In doing so, Elul and others stress that they’re not giving up the struggle to save their homes and livelihoods in Gaza. As the document he signed says, “signing the form does not signify agreement to the disengagement plan.”

In a move that has raised the ire of environmentalists, the Israeli government has offered Gaza settlers the opportunity to move to Nitzanim, a stretch of undeveloped sand dunes along the Mediterranean coast near Ashkelon.

Justice Minister Tzipi Livni had set May 26 as the deadline for Gaza settlers to sign up to relocate to Nitzanim, warning that if they missed the deadline they risked losing out on services such as interim housing there and arrangements for schooling.

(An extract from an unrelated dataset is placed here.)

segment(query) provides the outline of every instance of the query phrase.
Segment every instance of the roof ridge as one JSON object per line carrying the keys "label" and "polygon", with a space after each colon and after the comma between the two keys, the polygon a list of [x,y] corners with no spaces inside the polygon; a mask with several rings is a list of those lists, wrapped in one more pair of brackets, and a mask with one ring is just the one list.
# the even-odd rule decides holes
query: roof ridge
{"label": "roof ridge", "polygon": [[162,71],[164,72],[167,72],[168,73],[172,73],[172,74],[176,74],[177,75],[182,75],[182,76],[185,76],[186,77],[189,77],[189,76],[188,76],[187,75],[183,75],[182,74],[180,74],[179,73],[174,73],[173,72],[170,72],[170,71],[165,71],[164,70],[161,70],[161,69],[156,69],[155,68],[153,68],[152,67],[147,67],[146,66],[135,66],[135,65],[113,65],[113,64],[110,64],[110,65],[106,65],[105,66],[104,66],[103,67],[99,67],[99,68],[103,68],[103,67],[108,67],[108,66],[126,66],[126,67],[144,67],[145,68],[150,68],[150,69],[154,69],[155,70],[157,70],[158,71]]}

Elul said signing the document was a type of insurance plan: If the evacuation goes through, he and his family can remain with the community they’ve been part of for the past 22 years.

“People who say (signing) weakens the struggle and that we are in effect agreeing to be evacuated, it’s not true,” said Elul, 50.

Noting the failure of the settler movement to win the political battle in the Knesset to save the Gaza settlements, he said, “Until we went through all the democratic procedures, we signed nothing. Today, the request to sign on something like this is legitimate.”

According to Elul, Gaza settlers are divided into two groups — those who have signed onto the document and those who have not.

Shlomo Wasserteil, who like Elul owns several acres of greenhouses, said he wouldn’t think of signing any such document.

“Of course I didn’t sign,” he snapped. He said he is making no plans for “the day after” withdrawal because he doesn’t believe it will happen.

Gaza, he says, is part of the biblical Land of Israel, and as such he can’t comply with anyone asking him to leave it.

“It’s my right to live here as part of the Jewish nation,” he said.

According to the document, the settlers demand that they be given homes on permanent plots of land in the new community. That would mean living in trailer homes on the plots until their new homes are constructed, settlers say.

“To save the community feeling we have, we are prepared to live in a trailer,” said Elul, who has five children, all of them raised in the settlement of Gadit.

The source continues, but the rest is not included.